Jolien D’hoore met volle focus op Tokio: “Maar het BK is altijd een doel”

Interview Zondag is Lotte Kopecky haar grootste concurrente, in Tokio haar geliefkoosde bondgenoot. Vreemde tijden zijn het voor Jolien D’hoore (31). Ook al kan ze op het Belgisch kampioenschap haar vijfde titel behalen, toch zitten tegelijk de Olympische Spelen in het achterhoofd. “Speciaal voor de Spelen heb ik mijn afscheid een jaar uitgesteld. Ik merk dat die sfeer daar iets speciaals met mij doet en me boven mezelf doet uitstijgen. Daar wil ik Lotte graag in meenemen”, vertelt D’hoore aan WielerFlits.

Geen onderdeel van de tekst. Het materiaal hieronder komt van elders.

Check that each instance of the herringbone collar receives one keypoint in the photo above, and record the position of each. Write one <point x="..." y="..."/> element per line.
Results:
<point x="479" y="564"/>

Onderschat de factor Jolien D’hoore niet, wanneer we over de gegroeide aandacht voor het vrouwenwielrennen in België spreken. In de eerste plaats dankzij haar bronzen medaille in het omnium op de Olympische Spelen in Rio, maar ook de Belgische titels, overwinningen in Gent-Wevelgem, de Ronde van Drenthe en tweemaal de Madrid Challenge maakten D’hoore het afgelopen decennium hét Belgische boegbeeld. De laatste jaren timmert Lotte Kopecky aan de weg om die fakkel over te nemen. Dat ze vorig jaar uitgerekend op het BK D’hoore van de titel hield, was symbolisch. Maar tijdens de ploegkoers in Tokio zullen de wereldkampioenen van 2017 de krachten moeten bundelen.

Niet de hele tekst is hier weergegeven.